New insights into the Be/X-ray binary system MXB 0656-072
Author(s): Nespoli, E.; Reig, P.; Zezas, A.
Source: ASTRONOMY & ASTROPHYSICS Volume: 547 Article Number: A103 DOI: 10.1051/0004-6361/201219586 Published: NOV 2012
Context. The X-ray transient MXB 0656-072 is a poorly studied member of high-mass X-ray binaries. Based on the transient nature of the X-ray emission, the detection of pulsations, and the early-type companion, it has been classified as a Be X-ray binary (Be/XRB). However, the flaring activity covering a large fraction of a giant outburst is somehow peculiar.
Aims. Our goal is to investigate the multiwavelength variability of the high-mass X-ray binary MXB 0656-072.
Methods. We carried out optical spectroscopy and analysed all RXTE archive data, performing a detailed X-ray-colour, spectral, and timing analysis of both normal (type-I) and giant (type-II) outbursts from MXB 0656-072.
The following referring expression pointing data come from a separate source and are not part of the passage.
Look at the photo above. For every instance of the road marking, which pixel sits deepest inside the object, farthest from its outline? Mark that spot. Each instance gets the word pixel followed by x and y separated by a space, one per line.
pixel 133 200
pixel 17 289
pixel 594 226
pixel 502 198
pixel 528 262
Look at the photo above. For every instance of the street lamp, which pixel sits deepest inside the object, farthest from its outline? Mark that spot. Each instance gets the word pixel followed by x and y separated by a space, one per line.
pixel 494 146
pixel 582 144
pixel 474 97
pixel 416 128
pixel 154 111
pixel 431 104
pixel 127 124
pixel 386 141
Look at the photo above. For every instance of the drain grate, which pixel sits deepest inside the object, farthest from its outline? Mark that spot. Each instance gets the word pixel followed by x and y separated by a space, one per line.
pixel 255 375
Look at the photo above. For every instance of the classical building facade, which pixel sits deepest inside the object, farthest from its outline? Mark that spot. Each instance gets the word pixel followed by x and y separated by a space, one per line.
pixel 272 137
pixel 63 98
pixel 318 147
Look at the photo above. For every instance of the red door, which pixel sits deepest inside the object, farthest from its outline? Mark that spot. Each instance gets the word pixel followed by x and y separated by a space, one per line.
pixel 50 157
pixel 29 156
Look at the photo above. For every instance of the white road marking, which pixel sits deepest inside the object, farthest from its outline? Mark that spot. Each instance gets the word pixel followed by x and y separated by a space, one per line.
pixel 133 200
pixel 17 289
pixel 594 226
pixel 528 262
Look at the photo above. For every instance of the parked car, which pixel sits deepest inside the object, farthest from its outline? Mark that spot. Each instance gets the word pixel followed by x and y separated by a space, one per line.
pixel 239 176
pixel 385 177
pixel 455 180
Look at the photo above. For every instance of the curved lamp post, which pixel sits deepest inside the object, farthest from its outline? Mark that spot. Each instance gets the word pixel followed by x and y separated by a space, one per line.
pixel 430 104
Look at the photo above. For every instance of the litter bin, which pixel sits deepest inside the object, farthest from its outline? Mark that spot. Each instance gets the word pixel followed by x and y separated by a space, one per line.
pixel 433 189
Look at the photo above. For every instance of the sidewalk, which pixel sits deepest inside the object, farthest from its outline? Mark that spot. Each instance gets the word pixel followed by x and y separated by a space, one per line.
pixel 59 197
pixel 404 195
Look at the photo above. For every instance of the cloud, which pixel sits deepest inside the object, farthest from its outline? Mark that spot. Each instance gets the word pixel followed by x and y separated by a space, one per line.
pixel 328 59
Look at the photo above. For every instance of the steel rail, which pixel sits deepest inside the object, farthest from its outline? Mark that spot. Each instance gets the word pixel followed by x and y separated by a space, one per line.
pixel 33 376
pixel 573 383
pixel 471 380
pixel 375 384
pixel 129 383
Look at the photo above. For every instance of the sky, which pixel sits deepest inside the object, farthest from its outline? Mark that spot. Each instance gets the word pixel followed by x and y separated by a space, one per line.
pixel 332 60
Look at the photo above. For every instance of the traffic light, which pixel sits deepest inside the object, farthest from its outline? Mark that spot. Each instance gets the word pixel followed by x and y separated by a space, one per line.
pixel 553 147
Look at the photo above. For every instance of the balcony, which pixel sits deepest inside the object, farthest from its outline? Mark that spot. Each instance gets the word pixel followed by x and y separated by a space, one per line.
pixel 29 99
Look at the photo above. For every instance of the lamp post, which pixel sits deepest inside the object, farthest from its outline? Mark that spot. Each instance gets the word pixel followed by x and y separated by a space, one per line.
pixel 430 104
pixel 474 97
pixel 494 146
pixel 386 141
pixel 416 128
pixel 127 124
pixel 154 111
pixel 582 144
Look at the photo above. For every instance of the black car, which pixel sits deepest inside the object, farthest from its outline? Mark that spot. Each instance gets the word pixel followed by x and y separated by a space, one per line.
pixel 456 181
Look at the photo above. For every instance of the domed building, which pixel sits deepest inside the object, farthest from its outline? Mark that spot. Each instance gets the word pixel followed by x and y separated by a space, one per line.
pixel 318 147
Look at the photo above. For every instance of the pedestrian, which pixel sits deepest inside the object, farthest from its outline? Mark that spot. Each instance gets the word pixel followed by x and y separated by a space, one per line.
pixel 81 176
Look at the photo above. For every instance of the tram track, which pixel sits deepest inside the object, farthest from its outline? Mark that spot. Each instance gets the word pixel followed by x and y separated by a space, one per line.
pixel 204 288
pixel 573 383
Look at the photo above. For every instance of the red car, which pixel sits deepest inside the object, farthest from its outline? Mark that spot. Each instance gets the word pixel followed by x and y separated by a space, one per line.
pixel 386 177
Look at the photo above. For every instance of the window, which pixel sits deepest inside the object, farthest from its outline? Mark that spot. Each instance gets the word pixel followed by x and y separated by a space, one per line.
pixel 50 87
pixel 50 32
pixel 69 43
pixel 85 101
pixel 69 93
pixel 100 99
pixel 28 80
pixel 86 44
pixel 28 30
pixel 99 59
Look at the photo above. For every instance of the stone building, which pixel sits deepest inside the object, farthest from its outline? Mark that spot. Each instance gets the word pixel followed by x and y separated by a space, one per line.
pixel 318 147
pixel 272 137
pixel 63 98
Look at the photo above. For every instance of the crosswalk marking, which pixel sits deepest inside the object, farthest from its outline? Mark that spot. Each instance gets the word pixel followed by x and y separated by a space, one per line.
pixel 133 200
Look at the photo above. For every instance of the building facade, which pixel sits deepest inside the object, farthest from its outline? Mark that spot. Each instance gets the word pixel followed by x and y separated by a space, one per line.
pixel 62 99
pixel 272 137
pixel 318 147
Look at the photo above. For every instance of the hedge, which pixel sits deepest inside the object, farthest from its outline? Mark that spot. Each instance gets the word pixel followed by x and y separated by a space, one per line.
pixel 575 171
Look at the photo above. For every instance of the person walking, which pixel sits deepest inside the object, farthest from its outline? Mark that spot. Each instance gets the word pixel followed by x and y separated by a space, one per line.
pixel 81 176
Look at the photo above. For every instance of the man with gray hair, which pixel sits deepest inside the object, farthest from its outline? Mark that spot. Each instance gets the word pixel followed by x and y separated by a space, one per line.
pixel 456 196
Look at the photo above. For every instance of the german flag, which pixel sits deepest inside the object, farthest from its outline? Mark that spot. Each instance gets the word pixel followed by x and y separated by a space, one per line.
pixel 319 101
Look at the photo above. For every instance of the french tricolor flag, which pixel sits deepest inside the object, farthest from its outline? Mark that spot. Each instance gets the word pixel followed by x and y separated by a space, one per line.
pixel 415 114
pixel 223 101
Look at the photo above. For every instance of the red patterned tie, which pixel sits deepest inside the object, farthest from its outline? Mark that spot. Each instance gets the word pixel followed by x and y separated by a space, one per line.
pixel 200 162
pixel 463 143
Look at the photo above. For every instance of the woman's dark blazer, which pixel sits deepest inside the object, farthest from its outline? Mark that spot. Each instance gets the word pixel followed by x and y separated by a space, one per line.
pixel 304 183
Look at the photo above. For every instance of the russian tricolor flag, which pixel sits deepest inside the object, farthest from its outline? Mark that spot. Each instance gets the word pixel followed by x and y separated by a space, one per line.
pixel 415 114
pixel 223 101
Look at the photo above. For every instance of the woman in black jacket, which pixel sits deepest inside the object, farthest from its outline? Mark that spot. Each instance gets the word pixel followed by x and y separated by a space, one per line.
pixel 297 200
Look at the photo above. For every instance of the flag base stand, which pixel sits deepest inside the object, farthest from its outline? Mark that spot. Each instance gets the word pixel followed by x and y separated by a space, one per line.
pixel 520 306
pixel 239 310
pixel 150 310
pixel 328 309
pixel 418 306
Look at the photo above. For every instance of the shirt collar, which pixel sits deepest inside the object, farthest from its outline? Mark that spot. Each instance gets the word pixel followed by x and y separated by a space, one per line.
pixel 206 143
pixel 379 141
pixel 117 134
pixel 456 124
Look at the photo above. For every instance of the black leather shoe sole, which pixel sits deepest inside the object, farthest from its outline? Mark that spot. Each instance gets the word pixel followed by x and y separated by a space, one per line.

Results. This is the first detailed analysis of the optical counterpart in the classification region (4000-5000 A). From the strength and ratio of the elements and ions, we derive an O9.5Ve spectral type, in agreement with previous classification. This confirms its Be nature. The characterisation of the Be/XRB system relies on Balmer lines in emission in the optical spectra, long-term X-ray variability, and the orbital period vs. spin period and EW(H alpha) relation. The peculiar feature that distinguishes the type-II outburst is flaring activity, which occurs during the whole outburst peak, before a smoother decay. We interpret it in terms of magnetohydrodynamic instability. Colour and spectral analysis reveal a hardening of the spectrum as the flux increases. We explored the aperiodic X-ray variability of the system for the first time, finding a correlation of the central frequency and rms of the main timing component with luminosity, which extends up to a “saturation” flux of 1×10(-8) erg cm(-2) s(-1). A correlation between timing and spectral parameters was also found, pointing to an interconnection between the two physical regions responsible for both phenomenologies.